Recensione

Chefchaouen in primavera: perdersi tra le azzurre vie di montagna

Chefchaouen in primavera è una bomba, le tonalità azzurre sembrano più vive con l’aria fresca dei monti.

PRO

  • Il clima di aprile è perfetto: temperature intorno ai 18‑20 °C, niente caldo afoso e i fiori di rododendro spuntano lungo le stradine.

  • L’atmosfera è ancora tranquilla perché la maggior parte dei turisti arriva più tardi, così si può passeggiare senza code davanti alle porte blu.

  • Gli ostelli del centro, come il “Blue Nest”, offrono letti in dormitorio a prezzi economici, colazione inclusa e una cucina condivisa dove è facile fare amicizia.
  • CONTRO

  • I trasporti pubblici sono limitati: l’unico autobus da Tétouan arriva in due ore e parte solo al mattino, quindi bisogna organizzare un pick‑up o un passaggio condiviso.

  • Le strade sono in salita continua, quindi chi ha problemi al ginocchio sente subito lo sforzo, soprattutto se vuole coprire il percorso completo del “Rif Trail” in un giorno.
  • Budget: economico se si dorme in dormitorio, mangia nei piccoli ristoranti di strada e si usa il bus intercity; medio se si scelgono camere private in guest‑house e qualche cena in ristoranti con tavola panoramica.

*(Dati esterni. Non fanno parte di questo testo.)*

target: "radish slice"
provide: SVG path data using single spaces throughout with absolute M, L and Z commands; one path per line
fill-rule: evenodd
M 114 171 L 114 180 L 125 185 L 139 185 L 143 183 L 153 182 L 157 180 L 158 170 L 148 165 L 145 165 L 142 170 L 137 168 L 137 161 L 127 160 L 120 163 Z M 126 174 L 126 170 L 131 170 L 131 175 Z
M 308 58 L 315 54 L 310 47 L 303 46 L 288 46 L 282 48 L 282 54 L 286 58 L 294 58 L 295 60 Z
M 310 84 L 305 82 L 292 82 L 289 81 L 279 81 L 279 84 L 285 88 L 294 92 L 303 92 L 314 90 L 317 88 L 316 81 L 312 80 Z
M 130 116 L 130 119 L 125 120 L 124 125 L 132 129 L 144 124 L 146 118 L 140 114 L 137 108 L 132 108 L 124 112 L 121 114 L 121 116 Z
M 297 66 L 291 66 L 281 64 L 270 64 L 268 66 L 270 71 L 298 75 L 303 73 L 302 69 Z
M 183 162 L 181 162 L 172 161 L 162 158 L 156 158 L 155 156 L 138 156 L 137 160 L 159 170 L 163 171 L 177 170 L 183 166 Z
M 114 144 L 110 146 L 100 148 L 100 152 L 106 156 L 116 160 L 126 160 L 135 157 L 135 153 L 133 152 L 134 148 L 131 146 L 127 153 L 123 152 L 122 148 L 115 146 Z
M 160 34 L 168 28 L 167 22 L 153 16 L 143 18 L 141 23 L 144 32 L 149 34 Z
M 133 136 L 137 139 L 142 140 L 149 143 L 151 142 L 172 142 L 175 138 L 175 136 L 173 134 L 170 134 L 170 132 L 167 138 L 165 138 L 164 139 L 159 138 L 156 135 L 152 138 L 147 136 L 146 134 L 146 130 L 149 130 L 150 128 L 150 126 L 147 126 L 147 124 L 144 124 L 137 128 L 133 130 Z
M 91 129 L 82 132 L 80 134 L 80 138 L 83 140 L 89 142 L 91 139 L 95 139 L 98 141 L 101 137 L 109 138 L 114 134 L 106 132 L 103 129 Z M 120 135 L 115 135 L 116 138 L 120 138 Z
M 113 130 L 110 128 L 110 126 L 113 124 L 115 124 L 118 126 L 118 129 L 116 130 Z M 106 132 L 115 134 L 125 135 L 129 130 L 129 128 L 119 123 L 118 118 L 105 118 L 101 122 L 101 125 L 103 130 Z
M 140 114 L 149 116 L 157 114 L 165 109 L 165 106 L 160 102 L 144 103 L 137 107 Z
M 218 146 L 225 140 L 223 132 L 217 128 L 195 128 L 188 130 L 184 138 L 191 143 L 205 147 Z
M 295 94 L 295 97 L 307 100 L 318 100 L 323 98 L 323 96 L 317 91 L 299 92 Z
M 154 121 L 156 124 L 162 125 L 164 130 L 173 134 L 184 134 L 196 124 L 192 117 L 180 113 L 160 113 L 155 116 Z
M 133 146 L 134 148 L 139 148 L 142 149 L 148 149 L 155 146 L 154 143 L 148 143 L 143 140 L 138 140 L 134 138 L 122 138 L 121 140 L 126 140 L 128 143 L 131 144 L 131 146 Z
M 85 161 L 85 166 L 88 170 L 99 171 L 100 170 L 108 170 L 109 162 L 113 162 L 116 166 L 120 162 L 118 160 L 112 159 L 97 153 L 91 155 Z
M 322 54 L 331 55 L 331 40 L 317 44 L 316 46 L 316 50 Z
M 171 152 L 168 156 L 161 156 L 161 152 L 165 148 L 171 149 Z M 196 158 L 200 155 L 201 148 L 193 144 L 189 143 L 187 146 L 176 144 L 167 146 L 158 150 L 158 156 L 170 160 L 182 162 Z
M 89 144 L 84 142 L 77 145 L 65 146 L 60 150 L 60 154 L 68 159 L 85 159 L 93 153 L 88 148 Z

    Come arrivare: volo low‑cost per Fez, poi bus intercity per Tétouan (circa 2 h) e da lì autobus diretto a Chefchaouen (1,5 h). Una volta in città, muoversi a piedi è l’unica opzione praticabile; per gli escursionisti c’è anche un servizio di taxi condiviso che parte ogni mattina verso le colline di Akchour.

    Tempo necessario: due giorni interi permettono di vedere la medina, fare l’escursione alla cascata di Akchour e dedicare qualche ora al mercato locale; se si vuole aggiungere il trekking sul Rif, è bene prevedere tre giorni.

    Delusione: la segnaletica in inglese è quasi assente, quindi orientarsi richiede una mappa cartacea o un’app offline, altrimenti si rischia di girare a vuoto tra i vicoli.

    Consiglio fuori dalle guide: al tramonto, scavalcare la piccola scala di pietra dietro la Moschea Grande e sedersi sul muro di una casa privata dipinta di turchese; da lì si avvista l’intera città con la luce dorata del sole che colpisce le facciate, un’angolazione che i libri di viaggio non mostrano mai.

    consigliato per chi ama le città colorate, l’escursionismo leggero e non ha problemi a camminare su salite.
    sconsigliato se si preferisce un viaggio senza sforzi fisici o dipende da un’ampia rete di trasporti pubblici.

    4 Commenti

    per partecipare alla discussione

    LU
    luxso99

    Ci sono stato in primavera, adoro l'aria fresca e le vie senza folla.

    Mi sono perso tra le scalinate e ho scoperto la migliore zuppa di lenticchie.

    Concordo, è il periodo ideale: ho scoperto un piccolo caffè nascosto tra le scalinate dove servono una tisana di menta fresca che sembra catturare l’aria di montagna. Inoltre, la sera ho assistito a un tramonto che dipingeva le pareti azzurre di sfumature dorate, un vero spettacolo da non perdere.

    fe
    fede_wander

    Ho provato il tajine al melograno al mercato e mi ha stupito la dolcezza.